No Bats or Pangolins Sold in Wuhan Wet Market: Oxford Research
Neither bats nor pangolins were being sold in Wet Markets in Wuhan when the CCP (Chinese Communist Party) virus pandemic started, a study by Oxford University found.
Chinese officials have claimed the virus, which causes COVID-19, originated outside the country, but it is widely believed to have come from a top-level laboratory in Wuhan, where the initial cases were detected, or from a seafood market near the lab.
World Health Organization (WHO) Director-General Tedros Adhanom Ghebreyesus said in March that the organization hadn’t found the source of the virus, and that the report it had produced, which said the virus “very likely” had an animal host, didn’t adequately analyze other theories.
According to the Oxford University, bats and pangolins—the two main suspects in the natural development theory—had an alibi.

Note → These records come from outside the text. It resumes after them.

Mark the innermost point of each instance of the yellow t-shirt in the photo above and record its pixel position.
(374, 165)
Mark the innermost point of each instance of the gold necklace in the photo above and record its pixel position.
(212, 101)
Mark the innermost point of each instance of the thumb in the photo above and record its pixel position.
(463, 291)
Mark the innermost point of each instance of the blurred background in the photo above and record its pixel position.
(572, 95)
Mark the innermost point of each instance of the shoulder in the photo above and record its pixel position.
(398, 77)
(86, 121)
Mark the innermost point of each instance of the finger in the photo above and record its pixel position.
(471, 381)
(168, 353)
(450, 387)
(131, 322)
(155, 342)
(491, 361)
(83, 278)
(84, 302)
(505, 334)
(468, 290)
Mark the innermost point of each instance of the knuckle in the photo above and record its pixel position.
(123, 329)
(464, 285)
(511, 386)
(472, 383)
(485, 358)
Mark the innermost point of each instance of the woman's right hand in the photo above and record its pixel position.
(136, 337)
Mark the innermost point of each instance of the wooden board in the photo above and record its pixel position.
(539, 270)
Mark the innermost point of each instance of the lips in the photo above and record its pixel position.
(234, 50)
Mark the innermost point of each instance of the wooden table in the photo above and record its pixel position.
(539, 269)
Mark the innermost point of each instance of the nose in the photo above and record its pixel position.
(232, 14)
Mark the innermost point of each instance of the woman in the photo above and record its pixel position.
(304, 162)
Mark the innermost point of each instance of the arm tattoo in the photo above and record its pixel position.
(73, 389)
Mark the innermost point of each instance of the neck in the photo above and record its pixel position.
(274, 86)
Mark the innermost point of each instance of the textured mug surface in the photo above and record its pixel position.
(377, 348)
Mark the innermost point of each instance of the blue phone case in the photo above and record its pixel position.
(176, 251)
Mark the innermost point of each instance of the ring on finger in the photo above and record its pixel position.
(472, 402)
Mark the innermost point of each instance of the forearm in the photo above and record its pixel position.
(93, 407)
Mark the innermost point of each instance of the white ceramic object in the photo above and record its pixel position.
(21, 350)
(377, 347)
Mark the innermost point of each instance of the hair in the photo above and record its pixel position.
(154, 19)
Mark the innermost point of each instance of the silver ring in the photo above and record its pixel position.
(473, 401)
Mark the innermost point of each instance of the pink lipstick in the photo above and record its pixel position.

The University said its Wildlife Conservation Research Unit (WILDCRU) happened to have been working with its China-based colleagues in gathering data collected from across Wuhan’s wet markets through May 2017 and November 2019 to study a different disease.
The study put the team “in the right place at the right time to document the wild animals sold in these markets in the lead up to the pandemic,” Professor David Macdonald, director of WILDCRU said in a statement.
The study, published by Nature journal on Tuesday, said the team documented 47,381 individuals from 38 species sold as pets or for human consumption, including Badgers, raccoon dogs, hedgehogs, peacocks, and reptiles, but not bats or pangolins.
“Bats are actually rarely consumed in Central China, where market photos generally depict Indonesia. Pangolin trade is still a significant issue in other Chinese cities and trading nodes, but not in Wuhan,” Macdonald said.
Questions around the origin of the CCP virus have been growing recently, with a number of scientists who had dismissed the lab leak theory having now backtracked their statements.
U.S. President Joe Biden said on May 26 that he wanted the Intelligence Community to produce a report on the origin of the CCP virus in 90 days.
Last month, 18 international researchers signed a letter pushing for a “proper investigation” into the virus origin.
U.S. epidemiologist Ralph Baric is among the signatories.
Baric and Dr. Shi Zhengli—a senior virologist at the Wuhan Institute of Virology nicknamed “Bat Lady” for her research on bat coronaviruses—are both among the authors of a paper published in 2015 on bat coronaviruses. Baric is also one of the scientists that classified the CCP virus and named it “SARS-CoV-2.”
Zachary Stieber contributed to this report.